Thanks to our dear friends at the JBL booth, we had the rare chance to demo the JBL Synchros S300 mere weeks, nay MONTHS, before its official release here in the Philippines. And boy was it a solid audition experience!
For this preview, the following equipment was used:
1. HTC Desire HD (headphone out) -> JBL S300
2. iPod Video 5th Generation -> Fiio L11 LOD -> Audio GD C2C Desktop Headphone Amplifier -> JBL S300
The JBL Synchros S300 is a pair of over-ear headphones, made to focus on portability, dropping the internal amplifier from its older brother, the S700. Its build is made from lightweight steel, really tough plastic, and leather accents. The cups are covered in breathable leather, padded with memory foam. The build quality is definitely solid, with no creaks or loose joints creeping up upon inspection. The cable can be detached from the cups, and is terminated by a 2.5mm jack in one end, and a 4-pin, Apple compatible 3.5mm jack with microphone capabilities at the other end. The cups swiveled smoothly, allowing for a sufficient seal. These can also be swiveled inwards for a smaller footprint and portability. Comfort isn’t a problem with the S300 too. The memory foam and breathable leather allows for prolonged periods of usage without any strain. The clamp of the headphones are just right for the head, and the adjustable headband can accommodate different head sizes just as well. The materials used also keep the S300 light and wearable on the head.

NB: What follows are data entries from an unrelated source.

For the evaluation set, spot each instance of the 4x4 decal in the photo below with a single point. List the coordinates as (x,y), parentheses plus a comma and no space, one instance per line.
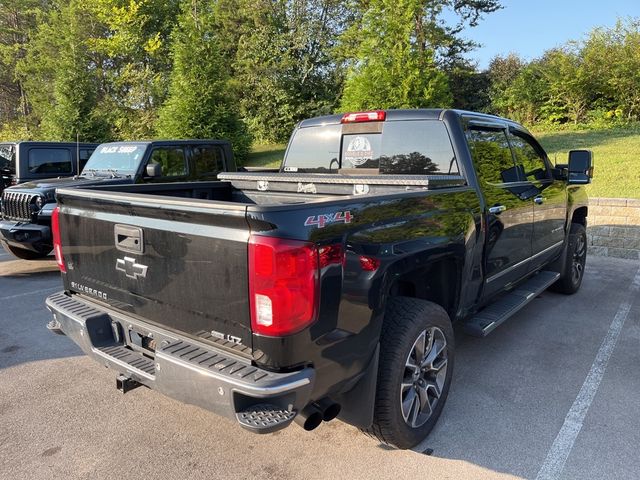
(325,219)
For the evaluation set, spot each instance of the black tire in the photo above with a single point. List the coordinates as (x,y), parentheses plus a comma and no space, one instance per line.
(27,254)
(406,319)
(576,258)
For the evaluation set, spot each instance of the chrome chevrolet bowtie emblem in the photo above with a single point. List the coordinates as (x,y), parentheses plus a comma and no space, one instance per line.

Please take note of the following: the unit was auditioned straight out of the box; therefore burn-in issues may or may not change the impressions. And, your mileage may vary
From the brief demo we had with the S300, it had a slight V-shaped sound signature and would do well with the majority of the music that the target market would be playing. The S300 had a punchy bass too. However, it was a bit loose and did not really extend to the lowest octaves. Don’t get us wrong here, the bass coming out of the cans were still well-appreciated. It’s just that the lower octaves were barely discernible for someone very particular about the bass. The mids were thankfully very much present, and not recessed or overpowered by the bass. The highs were sparkling, and made cymbal crashes sizzle and a bit more pronounced. The S300′s soundstage was good enough for a closed-back design compared to the cans’ pricier counterparts in the market to day.
Switching to the C2C Amplifier setup, the bass was more controlled, and the soundstage was a bit more expansive compared to the HTC Desire HD as a direct source.
JBL has done a laudable effort of making the S300 suit this generation’s needs. We certainly feel that the S300 need not be amped anymore, though the choice is still yours. Amping it does provide a tad more volume and a bit of control, especially on it soundstage and bass. But for those not particular with portable or desktop amplifier setups, the S300 will work just as well directly out of a mobile phone or portable media player’s headphone out with no problems.
We’ve got no word on how much the S300 and the rest of the Synchros series will retail for here in the Philippines. But the going price in the US is around US$200. We can probably expect the same price once it hits our shores soon.